Over the last few years, to be golden in the bullpen meant having a solid eighth-inning guy to set up your closer.
The Tigers demonstrated that last winter when they signed Joaquin Benoit to a three-year deal for more than $15 million, unheard of for a reliever who didn’t pitch ninth innings very often.
But when Dave Dombrowski turns his attention to the Tigers’ needs for 2012, one of the things he’ll be looking for is to nail down a reliever who can nail down seventh innings.
What he’ll have to determine is whether that pitcher exists on the current roster, is lurking in the minors or has to be obtained from outside.
But if there’s one thing the Texas-Detroit League Championship Series has pointed out, it’s the value of those sixth- and seventh-inning shutdown guys. The Rangers have them; the Tigers don’t.
When a manager has to use both his setup man and closer in the same game three days in a row, that means he doesn’t have anybody else he trusts to get late scoreless innings.
Benoit has pitched four innings, throwing 63 pitches, in the last three days.
Jose Valverde has worked 4 1/3 innings, throwing 61 pitches, in the same time span.
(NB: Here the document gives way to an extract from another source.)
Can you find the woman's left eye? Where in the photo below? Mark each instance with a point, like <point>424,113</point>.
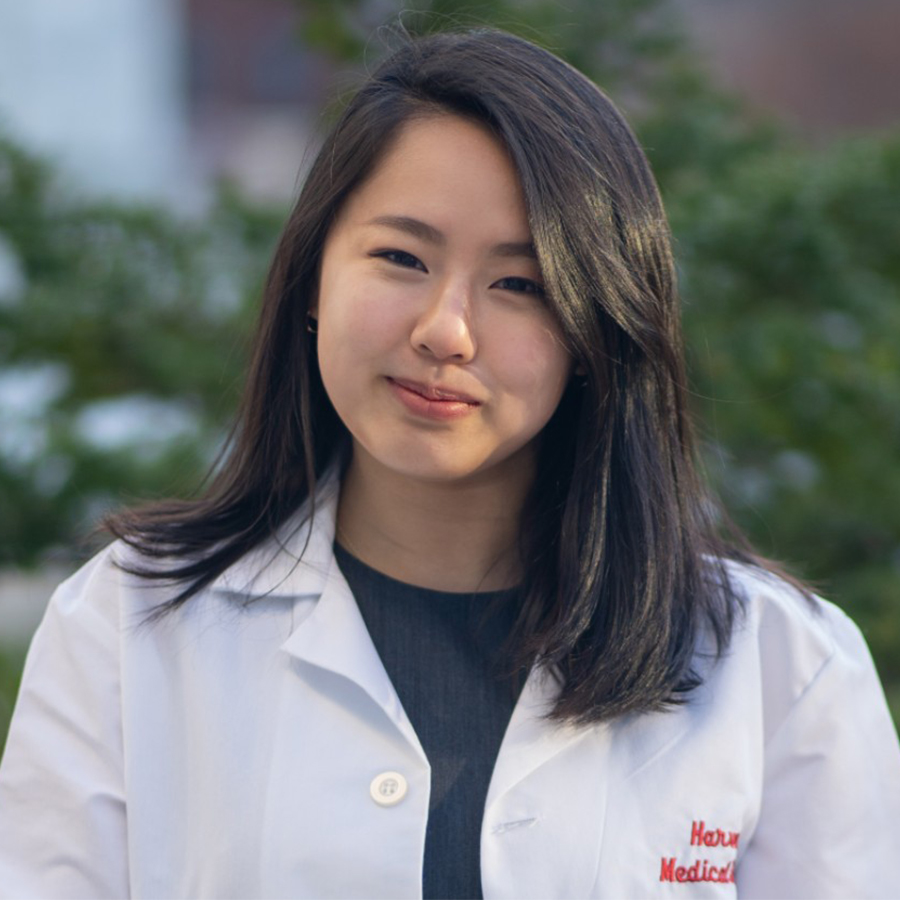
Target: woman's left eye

“I can’t credit Valverde and Benoit enough for what they’ve done,” manager Jim Leyland said. “They’re pitching on fumes and heart.”
During most of the regular season, Leyland had that middle-inning, seventh-inning guy in Al Alburquerque.
But once he took a shot in the left side of the head, suffering a concussion, when Baltimore was taking batting practice in August, Alburquerque hasn’t been the same. After the down time, Leyland wasn’t able to get him enough work, in part because the reliever with one of the best sliders in baseball has not been particularly sharp.
Leyland brought him in during Texas’ 7-3 11-inning win over Detroit on Wednesday when starter Rick Porcello got in a jam in the seventh.
“Alburquerque came in a little wild,” Leyland said. “We got a little nervous about that. That’s shortened up our bullpen a little bit. We weren’t real sure about him. He hadn’t got much work. He has struggled since he came back. That’s just the way it goes. We actually had our shots. We just didn’t come up with a base hit.”
Leyland used Alburquerque anywhere from just a batter or two up to three innings, the same basic kind of role that he used Joel Zumaya in during his rookie season of 2006, when Detroit reached the World Series.
Down 3-1, Detroit heads into the first of three potential elimination games with the top three pitchers in its rotation ready to go: Justin Verlander, Max Scherzer and Doug Fister.
“Obviously we’ve got to win three in a row,” Leyland said. “You win (Thursday), it’s 3-2. We can count. I know what the situation is.
“You wouldn’t rather have anyone out there other than Justin Verlander. You win that game, all of a sudden it gets a little hairy again.”
“Just keep playing hard,” Rick Porcello said after turning in 6 2/3 innings. “I think we’ll be fine.”